Second, Curry contends that the district court erred by not adequately advising him about his right to remain silent before allowing him to make a statement on the record prior to the start of the trial. The State claims the statement was made outside the presence of the jury, and while Curry does not contradict the State's assertion, he points out that the record is not clear. Our review of the record reveals that the district court provided Curry with an admonishment, advising him that he was under “no obligation to make any statement” and that it “may be used against you.” Further, Curry makes no specific allegation of prejudice and there is no indication that his statement was used against him.
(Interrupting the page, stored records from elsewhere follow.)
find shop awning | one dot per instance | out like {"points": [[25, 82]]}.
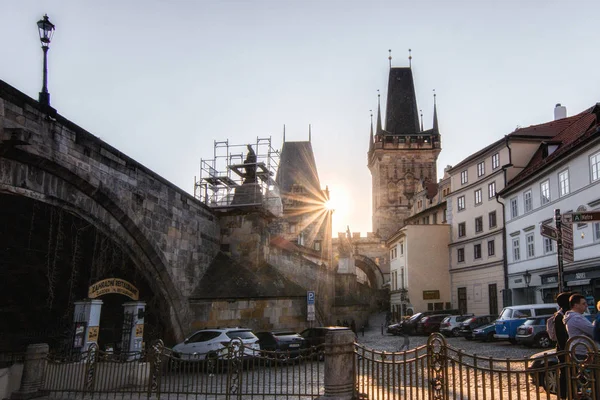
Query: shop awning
{"points": [[578, 282]]}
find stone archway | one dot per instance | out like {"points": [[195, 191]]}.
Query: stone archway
{"points": [[32, 176], [371, 269]]}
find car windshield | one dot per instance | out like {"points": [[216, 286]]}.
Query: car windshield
{"points": [[241, 335]]}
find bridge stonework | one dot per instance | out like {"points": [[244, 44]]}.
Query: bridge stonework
{"points": [[170, 236]]}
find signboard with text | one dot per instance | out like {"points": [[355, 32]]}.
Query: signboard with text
{"points": [[567, 238]]}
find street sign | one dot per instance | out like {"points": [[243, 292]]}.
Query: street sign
{"points": [[549, 232], [567, 238], [579, 217]]}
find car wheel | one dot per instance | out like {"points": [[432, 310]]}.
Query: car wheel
{"points": [[548, 380], [543, 341]]}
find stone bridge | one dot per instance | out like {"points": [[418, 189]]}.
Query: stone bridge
{"points": [[170, 236]]}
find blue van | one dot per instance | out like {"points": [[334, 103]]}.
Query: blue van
{"points": [[514, 316]]}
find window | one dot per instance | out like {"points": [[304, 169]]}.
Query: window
{"points": [[563, 183], [481, 169], [492, 219], [516, 250], [495, 161], [548, 245], [514, 208], [530, 245], [491, 248], [545, 191], [461, 203], [460, 255], [478, 198], [462, 229], [479, 224], [477, 251], [528, 201], [492, 190], [595, 166]]}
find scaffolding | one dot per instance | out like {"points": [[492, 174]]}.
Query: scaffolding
{"points": [[236, 177]]}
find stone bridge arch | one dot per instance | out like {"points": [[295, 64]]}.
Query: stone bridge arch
{"points": [[170, 236], [371, 269]]}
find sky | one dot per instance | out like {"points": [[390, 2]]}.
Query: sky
{"points": [[162, 80]]}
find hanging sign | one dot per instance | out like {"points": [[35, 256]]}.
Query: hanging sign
{"points": [[113, 285]]}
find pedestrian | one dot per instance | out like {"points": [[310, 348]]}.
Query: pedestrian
{"points": [[597, 324], [562, 299], [577, 324]]}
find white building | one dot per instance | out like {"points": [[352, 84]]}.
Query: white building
{"points": [[564, 174], [478, 269]]}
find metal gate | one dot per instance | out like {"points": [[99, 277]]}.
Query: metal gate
{"points": [[159, 373]]}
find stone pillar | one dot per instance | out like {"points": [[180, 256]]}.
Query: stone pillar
{"points": [[133, 341], [33, 372], [88, 311], [339, 365]]}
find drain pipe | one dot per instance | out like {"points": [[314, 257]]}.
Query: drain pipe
{"points": [[507, 297]]}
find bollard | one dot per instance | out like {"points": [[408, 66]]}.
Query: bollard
{"points": [[33, 372], [339, 361]]}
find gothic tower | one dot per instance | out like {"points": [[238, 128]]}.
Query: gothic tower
{"points": [[402, 156]]}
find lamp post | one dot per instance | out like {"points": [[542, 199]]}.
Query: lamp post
{"points": [[46, 30], [527, 277]]}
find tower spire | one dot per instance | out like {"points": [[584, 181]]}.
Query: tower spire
{"points": [[379, 128], [435, 125], [371, 135]]}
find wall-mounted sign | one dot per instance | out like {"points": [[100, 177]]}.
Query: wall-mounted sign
{"points": [[431, 294], [113, 285], [139, 330], [93, 334]]}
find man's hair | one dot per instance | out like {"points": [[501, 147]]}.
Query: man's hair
{"points": [[562, 299], [575, 299]]}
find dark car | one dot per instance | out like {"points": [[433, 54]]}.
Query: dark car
{"points": [[467, 326], [409, 326], [288, 342], [430, 323], [533, 332], [485, 333], [316, 336]]}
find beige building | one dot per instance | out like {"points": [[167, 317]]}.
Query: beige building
{"points": [[419, 269], [478, 268]]}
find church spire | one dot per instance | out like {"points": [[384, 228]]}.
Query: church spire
{"points": [[435, 126], [379, 128], [371, 146]]}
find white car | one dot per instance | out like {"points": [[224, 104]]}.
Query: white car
{"points": [[212, 343]]}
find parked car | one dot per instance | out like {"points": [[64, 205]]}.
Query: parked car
{"points": [[212, 343], [485, 333], [467, 326], [533, 332], [450, 326], [410, 325], [512, 317], [430, 323], [284, 341]]}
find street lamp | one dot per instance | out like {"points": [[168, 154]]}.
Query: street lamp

Therefore, we conclude that Curry fails to demonstrate that the district court erred and his contention is without merit.
Third, Curry contends that the district court erred by giving the statutory “reasonable doubt” jury instruction because it is unconstitutional. See NRS 175.211(1). Curry concedes that he did not object to the instruction and we conclude that he fails to demonstrate plain error entitling him to relief. See Berry v. State, 125 Nev. 265, 282–83, 212 P.3d 1085, 1097 (2009) (this court reviews challenges to unobjected-to jury instructions for plain error), abrogated on other grounds by State v. Castaneda, 126 Nev., 245 P.3d 550 (2010) ; Green v. State, 119 Nev. 542, 545, 80 P.3d 93, 95 (2003) (reviewing for plain error, “the burden is on the defendant to show actual prejudice or a miscarriage of justice”); Bollinger v. State, 111 Nev. 1110, 1114–15, 901 P.2d 671, 674 (1995) (rejecting challenge to constitutionality of reasonable doubt instruction); see also NRS 178.602. Accordingly, we
ORDER the judgment of conviction AFFIRMED.